Maciej Walkowiak

Spring Boot component scanning without annotations

Russia has invaded Ukraine and already killed tens of thousands of civilians, with many more raped and tortured. Ukraine needs your help!

Help Ukraine Now!

Spring Boot has an interesting capability that I haven't discovered till very recently when going through Spring Cloud Function project source code - it can scan for components - meaning go through classpath to find beans - even for classes that are not annotated with any of the Spring stereotype annotations like @Component, @Service, @Repository, @Controller or @Configuration.

@ComponentScan annotation - that can be placed on any @Configuration class (including the main @SpringBootApplication annotated class) - can be configured with a filter that instead of looking for typical Spring annotations, looks for specific Java types.

In the following example, Spring will scan for components in package functions that implement java.util.Function interface:

@SpringBootApplication
@ComponentScan(
        basePackages = "functions",
        includeFilters = @ComponentScan.Filter(
                type = FilterType.ASSIGNABLE_TYPE,
                classes = Function.class
        )
)
public class MyApp {

    public static void main(String[] args) {
        SpringApplication.run(MyApp.class, args);
    }
}

Such configuration make it possible to scan for classes from a Spring unaware 3rd party jar without defining beans with @Bean annotation.
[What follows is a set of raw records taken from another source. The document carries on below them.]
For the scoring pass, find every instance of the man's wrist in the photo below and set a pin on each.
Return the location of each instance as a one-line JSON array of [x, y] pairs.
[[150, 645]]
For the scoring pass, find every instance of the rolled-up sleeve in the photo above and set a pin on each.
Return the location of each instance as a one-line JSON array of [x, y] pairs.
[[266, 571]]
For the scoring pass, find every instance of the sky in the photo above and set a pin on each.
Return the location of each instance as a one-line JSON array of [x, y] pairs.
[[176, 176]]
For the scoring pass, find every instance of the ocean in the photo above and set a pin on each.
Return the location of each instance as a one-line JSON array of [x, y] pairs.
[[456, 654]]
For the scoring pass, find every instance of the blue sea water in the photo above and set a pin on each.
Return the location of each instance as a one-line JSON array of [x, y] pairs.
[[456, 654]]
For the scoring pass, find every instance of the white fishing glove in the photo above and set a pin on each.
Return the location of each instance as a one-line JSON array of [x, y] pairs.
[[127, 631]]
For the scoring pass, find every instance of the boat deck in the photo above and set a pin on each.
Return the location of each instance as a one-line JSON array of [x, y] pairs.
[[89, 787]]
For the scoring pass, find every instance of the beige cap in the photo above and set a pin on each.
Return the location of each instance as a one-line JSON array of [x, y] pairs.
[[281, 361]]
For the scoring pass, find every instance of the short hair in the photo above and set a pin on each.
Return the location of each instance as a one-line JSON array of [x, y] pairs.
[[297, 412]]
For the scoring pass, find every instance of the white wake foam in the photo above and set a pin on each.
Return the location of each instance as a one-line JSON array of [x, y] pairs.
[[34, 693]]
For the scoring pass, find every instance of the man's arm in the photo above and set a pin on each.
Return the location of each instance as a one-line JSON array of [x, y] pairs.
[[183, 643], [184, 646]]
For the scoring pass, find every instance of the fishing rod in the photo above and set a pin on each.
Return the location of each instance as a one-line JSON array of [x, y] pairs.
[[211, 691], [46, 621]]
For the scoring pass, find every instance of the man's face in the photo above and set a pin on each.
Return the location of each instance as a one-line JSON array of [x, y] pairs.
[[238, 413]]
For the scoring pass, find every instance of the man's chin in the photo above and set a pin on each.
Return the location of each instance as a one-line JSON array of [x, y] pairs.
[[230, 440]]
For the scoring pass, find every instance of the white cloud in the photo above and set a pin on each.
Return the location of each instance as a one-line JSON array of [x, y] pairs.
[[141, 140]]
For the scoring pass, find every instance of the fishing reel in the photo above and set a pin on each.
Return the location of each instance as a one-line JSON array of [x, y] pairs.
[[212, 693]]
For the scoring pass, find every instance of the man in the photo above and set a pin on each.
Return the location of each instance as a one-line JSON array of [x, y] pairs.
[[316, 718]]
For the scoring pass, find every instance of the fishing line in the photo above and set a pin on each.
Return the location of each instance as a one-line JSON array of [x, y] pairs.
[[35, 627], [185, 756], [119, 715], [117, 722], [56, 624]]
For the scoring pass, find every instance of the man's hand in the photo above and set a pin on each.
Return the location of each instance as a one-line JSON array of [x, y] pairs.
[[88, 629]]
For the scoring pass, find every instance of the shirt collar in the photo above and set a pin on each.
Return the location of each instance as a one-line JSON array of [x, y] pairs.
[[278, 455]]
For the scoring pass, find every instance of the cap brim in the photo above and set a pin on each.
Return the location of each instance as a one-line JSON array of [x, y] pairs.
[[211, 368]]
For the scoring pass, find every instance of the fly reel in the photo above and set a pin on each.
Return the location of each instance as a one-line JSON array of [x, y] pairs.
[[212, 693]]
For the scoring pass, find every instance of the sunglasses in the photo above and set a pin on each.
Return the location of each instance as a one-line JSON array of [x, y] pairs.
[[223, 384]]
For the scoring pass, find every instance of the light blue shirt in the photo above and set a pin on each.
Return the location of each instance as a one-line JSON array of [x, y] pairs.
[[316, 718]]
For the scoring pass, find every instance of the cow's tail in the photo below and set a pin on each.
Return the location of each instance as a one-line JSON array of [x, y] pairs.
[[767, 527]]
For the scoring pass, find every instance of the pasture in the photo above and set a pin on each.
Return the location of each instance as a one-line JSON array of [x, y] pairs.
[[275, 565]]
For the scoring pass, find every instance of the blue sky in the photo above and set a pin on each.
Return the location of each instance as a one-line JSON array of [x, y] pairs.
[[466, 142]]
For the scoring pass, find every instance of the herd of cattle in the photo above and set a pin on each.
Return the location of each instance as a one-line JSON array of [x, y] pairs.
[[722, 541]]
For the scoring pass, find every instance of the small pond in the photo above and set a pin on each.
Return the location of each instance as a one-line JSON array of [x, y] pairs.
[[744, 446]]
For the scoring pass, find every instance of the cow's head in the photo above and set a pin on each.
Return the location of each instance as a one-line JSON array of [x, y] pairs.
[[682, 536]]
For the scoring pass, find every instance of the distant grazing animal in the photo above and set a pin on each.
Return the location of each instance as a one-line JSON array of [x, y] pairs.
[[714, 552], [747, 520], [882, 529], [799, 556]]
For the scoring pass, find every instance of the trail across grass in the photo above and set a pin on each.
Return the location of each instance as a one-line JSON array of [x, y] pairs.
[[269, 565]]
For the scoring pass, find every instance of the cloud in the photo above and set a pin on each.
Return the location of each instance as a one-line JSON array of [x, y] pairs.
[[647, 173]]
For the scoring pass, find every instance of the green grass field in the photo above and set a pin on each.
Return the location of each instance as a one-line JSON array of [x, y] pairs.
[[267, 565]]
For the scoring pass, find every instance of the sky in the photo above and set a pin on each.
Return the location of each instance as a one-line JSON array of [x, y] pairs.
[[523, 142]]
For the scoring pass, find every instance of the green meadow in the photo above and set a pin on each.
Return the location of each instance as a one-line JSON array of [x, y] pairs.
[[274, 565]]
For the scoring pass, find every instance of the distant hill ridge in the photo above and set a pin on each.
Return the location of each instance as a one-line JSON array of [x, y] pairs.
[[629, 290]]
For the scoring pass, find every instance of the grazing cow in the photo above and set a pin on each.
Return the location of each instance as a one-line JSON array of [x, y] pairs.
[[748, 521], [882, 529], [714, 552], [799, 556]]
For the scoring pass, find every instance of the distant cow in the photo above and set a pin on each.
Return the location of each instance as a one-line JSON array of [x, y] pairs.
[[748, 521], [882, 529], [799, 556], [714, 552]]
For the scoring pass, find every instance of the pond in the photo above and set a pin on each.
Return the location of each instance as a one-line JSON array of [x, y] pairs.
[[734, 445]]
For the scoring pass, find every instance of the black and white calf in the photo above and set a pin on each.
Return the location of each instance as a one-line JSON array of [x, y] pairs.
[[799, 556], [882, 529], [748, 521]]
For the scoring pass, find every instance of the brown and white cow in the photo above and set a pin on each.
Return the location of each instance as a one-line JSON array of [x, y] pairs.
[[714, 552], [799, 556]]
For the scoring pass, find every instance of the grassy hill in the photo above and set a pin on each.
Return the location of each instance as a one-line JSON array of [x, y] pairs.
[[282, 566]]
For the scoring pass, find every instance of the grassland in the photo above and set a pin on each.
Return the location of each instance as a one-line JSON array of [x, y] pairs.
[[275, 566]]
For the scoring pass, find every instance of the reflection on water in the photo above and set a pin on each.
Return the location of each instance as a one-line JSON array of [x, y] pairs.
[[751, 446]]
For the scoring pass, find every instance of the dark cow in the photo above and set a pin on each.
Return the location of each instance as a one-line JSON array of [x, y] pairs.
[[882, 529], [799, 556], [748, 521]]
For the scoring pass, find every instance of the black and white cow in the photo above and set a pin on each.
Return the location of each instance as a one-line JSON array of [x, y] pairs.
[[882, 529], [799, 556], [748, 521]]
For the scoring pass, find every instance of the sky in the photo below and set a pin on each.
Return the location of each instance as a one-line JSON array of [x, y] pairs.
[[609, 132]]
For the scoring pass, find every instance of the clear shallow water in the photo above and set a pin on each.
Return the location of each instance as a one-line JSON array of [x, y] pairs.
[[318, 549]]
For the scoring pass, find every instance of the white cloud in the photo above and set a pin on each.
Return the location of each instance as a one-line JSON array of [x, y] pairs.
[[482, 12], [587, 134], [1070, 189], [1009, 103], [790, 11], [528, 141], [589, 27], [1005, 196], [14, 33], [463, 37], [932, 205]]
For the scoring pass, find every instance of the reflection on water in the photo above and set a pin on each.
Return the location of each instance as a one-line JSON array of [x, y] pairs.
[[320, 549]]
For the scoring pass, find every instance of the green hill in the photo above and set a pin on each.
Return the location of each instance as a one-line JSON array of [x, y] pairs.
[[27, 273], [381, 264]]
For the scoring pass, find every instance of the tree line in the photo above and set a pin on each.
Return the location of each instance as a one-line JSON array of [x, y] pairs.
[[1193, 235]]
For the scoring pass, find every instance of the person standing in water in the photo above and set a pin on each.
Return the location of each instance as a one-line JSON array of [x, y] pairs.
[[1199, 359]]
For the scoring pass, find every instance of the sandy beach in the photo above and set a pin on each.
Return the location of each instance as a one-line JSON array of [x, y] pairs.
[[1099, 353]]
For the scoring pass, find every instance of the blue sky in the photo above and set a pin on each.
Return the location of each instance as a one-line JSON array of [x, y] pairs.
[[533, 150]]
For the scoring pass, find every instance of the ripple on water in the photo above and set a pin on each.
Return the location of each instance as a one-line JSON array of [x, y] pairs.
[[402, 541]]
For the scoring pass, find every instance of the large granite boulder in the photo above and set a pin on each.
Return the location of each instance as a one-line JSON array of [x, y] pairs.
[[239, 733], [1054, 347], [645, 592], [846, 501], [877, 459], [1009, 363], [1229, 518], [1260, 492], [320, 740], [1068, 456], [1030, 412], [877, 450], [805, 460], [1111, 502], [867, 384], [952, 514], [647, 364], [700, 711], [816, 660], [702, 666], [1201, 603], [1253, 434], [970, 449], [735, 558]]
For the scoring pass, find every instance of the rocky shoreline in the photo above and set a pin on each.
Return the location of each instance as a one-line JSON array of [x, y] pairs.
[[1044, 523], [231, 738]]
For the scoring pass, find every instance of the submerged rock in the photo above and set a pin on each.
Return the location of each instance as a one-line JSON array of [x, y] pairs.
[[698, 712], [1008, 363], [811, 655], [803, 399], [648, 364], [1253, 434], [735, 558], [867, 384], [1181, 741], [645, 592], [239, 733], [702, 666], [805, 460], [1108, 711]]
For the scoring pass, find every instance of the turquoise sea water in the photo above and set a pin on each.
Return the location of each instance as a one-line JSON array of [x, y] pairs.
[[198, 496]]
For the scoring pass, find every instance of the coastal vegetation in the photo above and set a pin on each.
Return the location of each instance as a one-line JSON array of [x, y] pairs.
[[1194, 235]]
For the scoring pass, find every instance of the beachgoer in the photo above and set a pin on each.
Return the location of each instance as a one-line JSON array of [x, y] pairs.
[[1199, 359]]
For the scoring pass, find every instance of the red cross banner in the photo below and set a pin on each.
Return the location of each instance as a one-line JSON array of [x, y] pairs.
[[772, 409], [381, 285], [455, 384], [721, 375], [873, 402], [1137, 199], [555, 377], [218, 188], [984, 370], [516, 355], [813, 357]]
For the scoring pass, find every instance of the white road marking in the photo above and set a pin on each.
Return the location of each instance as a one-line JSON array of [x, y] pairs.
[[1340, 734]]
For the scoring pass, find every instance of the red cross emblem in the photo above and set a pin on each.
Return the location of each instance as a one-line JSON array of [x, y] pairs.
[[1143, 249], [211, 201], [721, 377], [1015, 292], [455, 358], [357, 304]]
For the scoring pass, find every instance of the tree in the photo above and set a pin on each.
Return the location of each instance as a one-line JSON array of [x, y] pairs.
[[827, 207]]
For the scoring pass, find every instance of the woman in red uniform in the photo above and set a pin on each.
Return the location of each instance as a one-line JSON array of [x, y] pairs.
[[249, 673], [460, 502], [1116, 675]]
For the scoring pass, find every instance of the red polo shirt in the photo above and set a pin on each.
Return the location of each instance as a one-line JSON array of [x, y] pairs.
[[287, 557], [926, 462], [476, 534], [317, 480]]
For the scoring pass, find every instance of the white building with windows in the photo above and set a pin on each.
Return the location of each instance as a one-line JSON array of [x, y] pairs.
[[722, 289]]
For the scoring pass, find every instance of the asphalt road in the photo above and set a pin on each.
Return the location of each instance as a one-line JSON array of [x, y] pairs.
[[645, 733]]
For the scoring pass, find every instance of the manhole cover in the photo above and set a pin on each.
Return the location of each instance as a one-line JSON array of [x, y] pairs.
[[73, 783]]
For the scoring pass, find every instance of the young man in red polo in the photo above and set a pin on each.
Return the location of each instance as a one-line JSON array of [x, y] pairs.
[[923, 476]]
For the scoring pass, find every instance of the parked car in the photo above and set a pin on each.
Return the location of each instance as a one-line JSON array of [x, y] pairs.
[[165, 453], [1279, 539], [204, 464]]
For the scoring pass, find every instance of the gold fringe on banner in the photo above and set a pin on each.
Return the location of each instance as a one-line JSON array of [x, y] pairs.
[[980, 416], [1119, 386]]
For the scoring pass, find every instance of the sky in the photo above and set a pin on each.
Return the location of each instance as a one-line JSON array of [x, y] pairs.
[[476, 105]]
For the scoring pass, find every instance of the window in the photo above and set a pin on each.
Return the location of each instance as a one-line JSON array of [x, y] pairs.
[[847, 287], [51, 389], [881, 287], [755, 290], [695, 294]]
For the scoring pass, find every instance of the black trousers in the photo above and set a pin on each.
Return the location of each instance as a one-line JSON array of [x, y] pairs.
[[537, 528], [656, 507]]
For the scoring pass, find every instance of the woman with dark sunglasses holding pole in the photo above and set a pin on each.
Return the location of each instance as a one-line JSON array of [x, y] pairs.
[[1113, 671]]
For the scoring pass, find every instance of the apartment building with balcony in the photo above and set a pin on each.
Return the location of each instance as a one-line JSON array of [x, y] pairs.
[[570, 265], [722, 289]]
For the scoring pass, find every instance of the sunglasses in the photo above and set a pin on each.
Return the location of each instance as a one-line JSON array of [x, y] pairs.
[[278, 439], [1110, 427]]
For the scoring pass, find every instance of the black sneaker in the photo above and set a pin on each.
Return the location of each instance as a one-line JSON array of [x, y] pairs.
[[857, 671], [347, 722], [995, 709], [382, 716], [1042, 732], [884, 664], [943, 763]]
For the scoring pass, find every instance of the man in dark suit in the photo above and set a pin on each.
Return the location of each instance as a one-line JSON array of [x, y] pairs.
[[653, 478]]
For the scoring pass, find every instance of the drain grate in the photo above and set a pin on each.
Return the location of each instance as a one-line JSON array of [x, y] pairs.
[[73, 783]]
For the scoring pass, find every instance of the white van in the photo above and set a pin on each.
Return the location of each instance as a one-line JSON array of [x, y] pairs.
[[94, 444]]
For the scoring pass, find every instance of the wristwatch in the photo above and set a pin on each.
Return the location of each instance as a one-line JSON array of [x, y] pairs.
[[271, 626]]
Or it can save you from defining @Beans in configuration classes in case you want to keep your beans free from Spring classes or annotations.

Spring Cloud Function gives you exactly this option - you can define classes of type Function, Supplier or Consumer in a functions package, without annotating them with Spring annotations, and they will be registered as beans in the container.

While it is not useful in the great majority of regular applications I find it quite interesting and potentially useful when developing something more advanced or less typical than regular Spring Boot application.